Can academics use the "copyright termination" system to recover academic works?

Heard an interesting story on copyright termination on NPR last night: Taking Back ‘Funkytown’: Songwriters Prepare For A Custody Battle  By Joel Rose.  This in turn led me to a New York Times article on the same general topic: A Copyright Victory, 35 Years Later –

The gist of these stories is that it turns out UC Copyright law has a “termination” provision which allows artists / writers / etc to terminate copyright agreements that they made for work they produced.  This is allowed 35 years after the copyright was assigned.  And many musicians are using this provision of copyright law to reacquire some works they made three and a half decades ago.

So – I am asking the world out there – could this same provision be applied to scientific or academic works?  Would this be a way to move a lot of material that is behind a wall back into the hands of authors and/or into the public domain?  I am looking into doing this with work published by my father as a test case (as part of my long struggle of  Freeing My Father’s Publications (since termination rights apparently transfer to family members if the holder passes away as my dad did in 1987).

So – anyone out there know if this termination has been used for scientific or academic works?

UPDATE: Other reading

Author: Jonathan Eisen

I am an evolutionary biologist and a Professor at U. C. Davis. (see my lab site here).
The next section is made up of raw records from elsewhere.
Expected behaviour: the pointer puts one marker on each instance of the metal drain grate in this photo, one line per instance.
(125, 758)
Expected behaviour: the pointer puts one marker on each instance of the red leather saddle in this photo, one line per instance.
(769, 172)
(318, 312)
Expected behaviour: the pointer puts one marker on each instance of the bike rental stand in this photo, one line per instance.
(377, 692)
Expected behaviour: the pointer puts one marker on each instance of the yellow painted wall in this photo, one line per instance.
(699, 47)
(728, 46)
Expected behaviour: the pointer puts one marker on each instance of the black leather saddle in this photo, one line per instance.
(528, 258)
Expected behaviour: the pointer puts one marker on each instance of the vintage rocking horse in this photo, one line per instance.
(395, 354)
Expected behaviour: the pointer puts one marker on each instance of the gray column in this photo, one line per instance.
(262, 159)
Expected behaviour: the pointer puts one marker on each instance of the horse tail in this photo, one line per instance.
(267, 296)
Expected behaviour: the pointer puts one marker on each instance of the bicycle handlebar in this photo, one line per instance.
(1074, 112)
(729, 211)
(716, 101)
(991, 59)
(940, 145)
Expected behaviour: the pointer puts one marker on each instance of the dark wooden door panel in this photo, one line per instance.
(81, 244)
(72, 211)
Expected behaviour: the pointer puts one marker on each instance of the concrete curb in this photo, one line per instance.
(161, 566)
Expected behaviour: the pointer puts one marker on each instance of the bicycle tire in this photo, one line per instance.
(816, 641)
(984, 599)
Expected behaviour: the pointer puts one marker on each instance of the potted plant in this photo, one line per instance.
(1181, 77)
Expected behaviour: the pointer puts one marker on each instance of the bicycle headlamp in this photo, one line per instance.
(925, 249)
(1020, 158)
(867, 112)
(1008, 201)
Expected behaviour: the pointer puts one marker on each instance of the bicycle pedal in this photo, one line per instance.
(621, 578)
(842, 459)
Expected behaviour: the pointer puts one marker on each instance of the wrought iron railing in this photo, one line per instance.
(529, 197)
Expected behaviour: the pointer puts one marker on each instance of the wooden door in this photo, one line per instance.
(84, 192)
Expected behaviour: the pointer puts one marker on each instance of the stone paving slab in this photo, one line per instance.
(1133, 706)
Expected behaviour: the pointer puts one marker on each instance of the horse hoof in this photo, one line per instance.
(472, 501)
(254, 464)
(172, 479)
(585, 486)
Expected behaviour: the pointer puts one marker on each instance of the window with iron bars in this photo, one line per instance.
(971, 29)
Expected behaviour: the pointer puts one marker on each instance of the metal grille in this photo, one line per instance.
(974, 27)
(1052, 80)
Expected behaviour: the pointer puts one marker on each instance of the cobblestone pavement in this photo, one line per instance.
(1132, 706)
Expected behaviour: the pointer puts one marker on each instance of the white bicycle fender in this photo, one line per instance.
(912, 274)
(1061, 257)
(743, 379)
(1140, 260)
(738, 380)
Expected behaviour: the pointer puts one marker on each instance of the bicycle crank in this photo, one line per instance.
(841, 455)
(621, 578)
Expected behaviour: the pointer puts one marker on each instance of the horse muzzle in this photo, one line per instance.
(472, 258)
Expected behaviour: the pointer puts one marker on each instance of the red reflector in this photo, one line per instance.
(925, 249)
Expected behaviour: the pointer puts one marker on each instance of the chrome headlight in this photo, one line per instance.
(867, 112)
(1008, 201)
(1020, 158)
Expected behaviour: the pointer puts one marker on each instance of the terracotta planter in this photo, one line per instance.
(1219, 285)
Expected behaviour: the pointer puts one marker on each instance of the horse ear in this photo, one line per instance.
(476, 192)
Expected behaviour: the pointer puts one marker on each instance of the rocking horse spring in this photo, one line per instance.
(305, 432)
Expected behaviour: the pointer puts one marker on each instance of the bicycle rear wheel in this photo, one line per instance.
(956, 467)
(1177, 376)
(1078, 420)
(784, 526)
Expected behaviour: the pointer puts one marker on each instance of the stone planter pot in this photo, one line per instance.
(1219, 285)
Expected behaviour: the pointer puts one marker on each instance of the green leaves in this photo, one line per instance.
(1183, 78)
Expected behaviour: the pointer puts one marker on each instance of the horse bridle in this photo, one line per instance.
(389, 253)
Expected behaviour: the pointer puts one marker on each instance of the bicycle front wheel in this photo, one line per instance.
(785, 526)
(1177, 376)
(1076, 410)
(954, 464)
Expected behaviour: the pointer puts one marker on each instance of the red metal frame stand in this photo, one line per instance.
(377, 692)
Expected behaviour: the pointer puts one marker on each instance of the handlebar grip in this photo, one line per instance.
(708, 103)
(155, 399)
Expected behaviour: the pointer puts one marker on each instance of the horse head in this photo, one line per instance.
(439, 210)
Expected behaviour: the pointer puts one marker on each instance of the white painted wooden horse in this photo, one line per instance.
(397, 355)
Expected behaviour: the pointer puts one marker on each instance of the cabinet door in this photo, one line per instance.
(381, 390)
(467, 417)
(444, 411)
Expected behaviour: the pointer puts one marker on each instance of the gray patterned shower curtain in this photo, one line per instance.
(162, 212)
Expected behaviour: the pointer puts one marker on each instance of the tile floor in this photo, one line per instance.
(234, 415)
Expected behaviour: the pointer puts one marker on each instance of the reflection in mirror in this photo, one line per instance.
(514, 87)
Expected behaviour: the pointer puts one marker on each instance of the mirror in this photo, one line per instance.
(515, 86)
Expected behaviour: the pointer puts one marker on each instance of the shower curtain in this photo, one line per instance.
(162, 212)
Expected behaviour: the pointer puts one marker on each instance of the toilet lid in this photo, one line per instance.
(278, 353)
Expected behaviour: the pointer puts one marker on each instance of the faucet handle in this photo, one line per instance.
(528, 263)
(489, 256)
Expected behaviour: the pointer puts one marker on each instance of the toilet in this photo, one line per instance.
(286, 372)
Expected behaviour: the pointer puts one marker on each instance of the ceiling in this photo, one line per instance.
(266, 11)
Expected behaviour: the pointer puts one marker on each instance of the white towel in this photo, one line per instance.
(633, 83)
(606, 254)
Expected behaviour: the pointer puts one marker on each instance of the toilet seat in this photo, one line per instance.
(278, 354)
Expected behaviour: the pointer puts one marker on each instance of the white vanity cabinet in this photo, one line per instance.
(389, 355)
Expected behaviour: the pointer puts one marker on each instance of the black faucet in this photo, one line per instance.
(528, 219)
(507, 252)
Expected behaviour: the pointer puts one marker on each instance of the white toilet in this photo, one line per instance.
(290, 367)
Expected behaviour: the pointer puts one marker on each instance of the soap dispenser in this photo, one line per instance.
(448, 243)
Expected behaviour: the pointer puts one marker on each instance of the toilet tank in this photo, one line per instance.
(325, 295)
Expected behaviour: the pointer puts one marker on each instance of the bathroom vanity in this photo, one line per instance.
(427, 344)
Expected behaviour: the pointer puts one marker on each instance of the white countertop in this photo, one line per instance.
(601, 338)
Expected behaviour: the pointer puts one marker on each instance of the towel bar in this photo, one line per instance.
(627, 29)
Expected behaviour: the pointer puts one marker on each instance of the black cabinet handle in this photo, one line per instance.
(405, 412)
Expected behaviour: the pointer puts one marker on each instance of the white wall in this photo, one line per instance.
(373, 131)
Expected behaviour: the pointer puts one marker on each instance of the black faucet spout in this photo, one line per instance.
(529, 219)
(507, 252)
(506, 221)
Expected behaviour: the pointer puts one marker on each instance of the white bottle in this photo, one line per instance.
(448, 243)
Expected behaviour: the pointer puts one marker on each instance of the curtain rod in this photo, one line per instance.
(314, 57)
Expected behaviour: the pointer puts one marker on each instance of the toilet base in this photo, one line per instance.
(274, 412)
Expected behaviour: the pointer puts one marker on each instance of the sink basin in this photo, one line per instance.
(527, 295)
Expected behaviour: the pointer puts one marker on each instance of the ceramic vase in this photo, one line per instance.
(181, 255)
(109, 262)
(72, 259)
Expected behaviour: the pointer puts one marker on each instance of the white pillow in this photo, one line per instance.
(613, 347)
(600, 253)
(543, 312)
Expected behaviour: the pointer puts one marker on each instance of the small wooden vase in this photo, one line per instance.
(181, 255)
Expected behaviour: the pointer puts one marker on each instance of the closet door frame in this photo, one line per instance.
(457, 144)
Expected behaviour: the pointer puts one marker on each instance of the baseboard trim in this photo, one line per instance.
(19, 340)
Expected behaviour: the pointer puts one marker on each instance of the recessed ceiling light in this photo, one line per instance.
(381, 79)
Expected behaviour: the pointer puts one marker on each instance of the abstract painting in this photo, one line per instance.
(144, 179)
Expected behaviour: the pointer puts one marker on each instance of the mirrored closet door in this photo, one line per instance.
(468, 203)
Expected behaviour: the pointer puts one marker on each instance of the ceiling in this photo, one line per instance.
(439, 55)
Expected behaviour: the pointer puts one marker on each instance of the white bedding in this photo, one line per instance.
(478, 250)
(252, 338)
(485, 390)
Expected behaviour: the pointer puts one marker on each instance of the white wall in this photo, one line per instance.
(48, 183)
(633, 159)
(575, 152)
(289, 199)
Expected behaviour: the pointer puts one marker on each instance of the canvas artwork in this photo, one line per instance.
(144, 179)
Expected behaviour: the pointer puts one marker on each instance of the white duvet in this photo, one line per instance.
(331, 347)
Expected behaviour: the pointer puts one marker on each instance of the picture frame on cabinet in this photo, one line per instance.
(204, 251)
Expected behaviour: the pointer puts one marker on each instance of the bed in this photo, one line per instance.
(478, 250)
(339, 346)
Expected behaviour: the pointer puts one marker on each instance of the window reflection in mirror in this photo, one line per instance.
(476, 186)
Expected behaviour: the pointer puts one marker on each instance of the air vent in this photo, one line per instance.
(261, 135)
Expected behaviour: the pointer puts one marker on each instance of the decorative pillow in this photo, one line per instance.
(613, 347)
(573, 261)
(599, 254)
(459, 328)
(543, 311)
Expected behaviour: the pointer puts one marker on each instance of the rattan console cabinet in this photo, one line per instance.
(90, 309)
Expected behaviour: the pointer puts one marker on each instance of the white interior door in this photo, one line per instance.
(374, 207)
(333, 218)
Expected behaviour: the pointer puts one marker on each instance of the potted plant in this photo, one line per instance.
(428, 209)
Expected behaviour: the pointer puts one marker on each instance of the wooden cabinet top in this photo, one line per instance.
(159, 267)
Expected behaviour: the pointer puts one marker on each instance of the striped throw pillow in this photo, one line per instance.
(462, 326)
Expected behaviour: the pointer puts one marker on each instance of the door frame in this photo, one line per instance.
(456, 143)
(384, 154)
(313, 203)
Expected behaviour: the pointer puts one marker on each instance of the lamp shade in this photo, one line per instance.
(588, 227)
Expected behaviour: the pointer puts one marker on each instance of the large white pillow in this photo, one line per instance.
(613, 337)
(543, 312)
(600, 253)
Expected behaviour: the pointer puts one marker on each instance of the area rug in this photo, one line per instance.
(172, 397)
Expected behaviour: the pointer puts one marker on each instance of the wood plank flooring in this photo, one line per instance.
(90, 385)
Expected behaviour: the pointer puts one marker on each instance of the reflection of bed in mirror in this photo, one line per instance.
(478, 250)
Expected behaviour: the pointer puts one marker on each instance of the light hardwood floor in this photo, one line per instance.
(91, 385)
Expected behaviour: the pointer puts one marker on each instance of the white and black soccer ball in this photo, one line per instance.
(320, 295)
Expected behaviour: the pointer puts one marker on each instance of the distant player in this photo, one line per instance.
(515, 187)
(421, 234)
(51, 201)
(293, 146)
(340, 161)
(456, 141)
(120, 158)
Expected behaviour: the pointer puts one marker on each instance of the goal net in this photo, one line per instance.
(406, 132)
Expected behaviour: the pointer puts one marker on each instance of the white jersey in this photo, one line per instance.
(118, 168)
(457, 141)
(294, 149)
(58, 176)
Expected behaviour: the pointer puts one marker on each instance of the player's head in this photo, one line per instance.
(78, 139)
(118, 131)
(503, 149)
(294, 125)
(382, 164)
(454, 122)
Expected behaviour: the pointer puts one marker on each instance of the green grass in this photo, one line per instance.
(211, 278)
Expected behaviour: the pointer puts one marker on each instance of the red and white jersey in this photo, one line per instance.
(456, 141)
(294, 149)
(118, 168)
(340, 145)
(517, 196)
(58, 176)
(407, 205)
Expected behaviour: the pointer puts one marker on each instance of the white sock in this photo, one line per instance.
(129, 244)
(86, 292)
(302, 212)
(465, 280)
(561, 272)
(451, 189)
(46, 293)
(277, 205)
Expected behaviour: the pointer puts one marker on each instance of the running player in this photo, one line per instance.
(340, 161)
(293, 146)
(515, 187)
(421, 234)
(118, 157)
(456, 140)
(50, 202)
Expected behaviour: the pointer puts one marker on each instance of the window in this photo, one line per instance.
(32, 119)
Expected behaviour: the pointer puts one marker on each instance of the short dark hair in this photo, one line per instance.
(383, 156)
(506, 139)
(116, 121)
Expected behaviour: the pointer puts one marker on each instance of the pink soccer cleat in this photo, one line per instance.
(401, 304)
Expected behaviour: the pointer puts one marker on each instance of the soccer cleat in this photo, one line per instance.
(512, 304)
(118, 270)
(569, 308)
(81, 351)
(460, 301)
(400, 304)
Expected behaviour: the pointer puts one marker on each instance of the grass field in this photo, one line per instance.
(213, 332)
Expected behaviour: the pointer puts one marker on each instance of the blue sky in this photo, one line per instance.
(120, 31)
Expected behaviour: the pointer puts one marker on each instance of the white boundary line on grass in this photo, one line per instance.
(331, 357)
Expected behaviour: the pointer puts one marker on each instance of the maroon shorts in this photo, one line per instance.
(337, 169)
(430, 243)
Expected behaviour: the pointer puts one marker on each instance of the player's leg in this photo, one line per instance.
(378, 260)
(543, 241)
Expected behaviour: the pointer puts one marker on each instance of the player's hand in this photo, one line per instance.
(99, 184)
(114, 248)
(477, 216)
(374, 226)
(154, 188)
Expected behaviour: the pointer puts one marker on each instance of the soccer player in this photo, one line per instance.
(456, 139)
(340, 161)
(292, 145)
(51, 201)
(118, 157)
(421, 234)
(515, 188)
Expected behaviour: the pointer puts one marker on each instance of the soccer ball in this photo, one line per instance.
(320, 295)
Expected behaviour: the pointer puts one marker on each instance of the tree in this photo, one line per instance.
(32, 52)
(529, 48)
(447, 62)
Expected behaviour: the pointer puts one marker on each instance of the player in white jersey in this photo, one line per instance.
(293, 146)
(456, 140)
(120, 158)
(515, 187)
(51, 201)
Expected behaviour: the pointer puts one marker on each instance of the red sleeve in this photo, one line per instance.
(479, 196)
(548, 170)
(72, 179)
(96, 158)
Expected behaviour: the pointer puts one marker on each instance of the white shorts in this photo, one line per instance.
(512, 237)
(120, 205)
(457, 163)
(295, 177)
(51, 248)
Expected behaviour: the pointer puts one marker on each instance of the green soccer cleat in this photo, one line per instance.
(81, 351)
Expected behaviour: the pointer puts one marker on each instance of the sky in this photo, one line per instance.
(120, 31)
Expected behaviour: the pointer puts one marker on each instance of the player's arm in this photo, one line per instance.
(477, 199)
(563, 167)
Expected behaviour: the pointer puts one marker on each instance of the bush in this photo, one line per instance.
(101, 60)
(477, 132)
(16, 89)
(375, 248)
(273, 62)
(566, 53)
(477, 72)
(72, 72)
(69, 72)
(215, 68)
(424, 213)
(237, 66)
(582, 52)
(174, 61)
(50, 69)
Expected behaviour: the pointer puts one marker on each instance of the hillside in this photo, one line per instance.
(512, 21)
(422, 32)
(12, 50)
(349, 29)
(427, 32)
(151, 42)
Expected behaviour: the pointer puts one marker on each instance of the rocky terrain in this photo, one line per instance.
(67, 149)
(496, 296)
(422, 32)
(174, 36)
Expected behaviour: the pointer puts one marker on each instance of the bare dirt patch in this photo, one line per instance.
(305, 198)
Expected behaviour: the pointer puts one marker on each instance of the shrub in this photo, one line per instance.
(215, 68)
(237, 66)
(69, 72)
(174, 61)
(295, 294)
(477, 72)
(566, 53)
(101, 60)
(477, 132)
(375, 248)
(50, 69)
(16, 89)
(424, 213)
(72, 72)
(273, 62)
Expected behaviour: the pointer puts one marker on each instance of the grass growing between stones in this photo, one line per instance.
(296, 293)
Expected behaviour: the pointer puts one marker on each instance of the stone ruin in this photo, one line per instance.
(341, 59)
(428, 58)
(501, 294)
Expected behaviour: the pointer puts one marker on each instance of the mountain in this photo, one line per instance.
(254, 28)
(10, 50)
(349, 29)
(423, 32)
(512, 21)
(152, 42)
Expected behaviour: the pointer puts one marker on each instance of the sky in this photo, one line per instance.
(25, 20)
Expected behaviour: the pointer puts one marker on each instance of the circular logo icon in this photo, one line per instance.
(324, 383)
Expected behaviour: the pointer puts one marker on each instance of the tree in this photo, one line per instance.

My research focuses on the origin of novelty (how new processes and functions originate). To study this I focus on sequencing and analyzing genomes of organisms, especially microbes and using phylogenomic analysis

5 thoughts on “Can academics use the "copyright termination" system to recover academic works?”

  1. I don't know if this has been done, but I certainly like the idea. The guy who did the NPR story, Joel Rose, is a high school buddy of mine if you wanted to get in touch…

    Also, I wonder if this something that we could do even sooner to free up pubs recklessly published in non-OA journals before one flipped…


  2. Yes, it can be used to recapture rights, provided Notices of Termination are sent to the right party at the right time. The process is very formalistic – at least with regard to post 1977 works. There's a major exception, and that is true works for hire are immune from recapture.